En clair qu’elle était folle. Un premier juge a accordé un sursis, mais le ministère de la Justice a fait appel et finalement en pleine nuit, mardi soir, la Cour Suprême s’est prononcé. Les six juges conservateurs ont rejeté la grâce et cette femme de 52 ans a été exécutée trois heures plus tard par injection dans une prison de l’Indiana. 

À quelques jours près, elle aurait eu la vie sauve. En effet, Joe Biden sera officiellement intronisé président mercredi prochain et il a fait savoir qu’il n’y aurait pas d'exécution fédérale sous sa présidence. Il est contre la peine de mort. Il ne peut s’opposer à son application par les États qui la pratique. Mais il veut encourager ces Etats à ne plus recourir à la peine de mort.
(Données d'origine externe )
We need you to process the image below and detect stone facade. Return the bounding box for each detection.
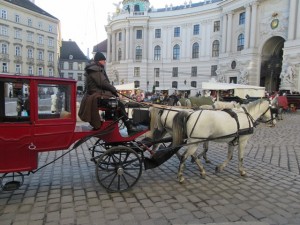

Les Etats-Unis ont déjà connu l’abolition. En 1967, la cour suprême avait jugé que cette peine était cruelle et avait suspendu les exécutions. Mais dix ans plus tard, en 1977, la peine de mort a été rétablie. Depuis, 1530 personnes ont été exécutées. 1523 hommes et 17 femmes. Et deux exécutions fédérales sont encore prévues pour les tout derniers jours de Donald Trump. Une ce jeudi, l’autre vendredi.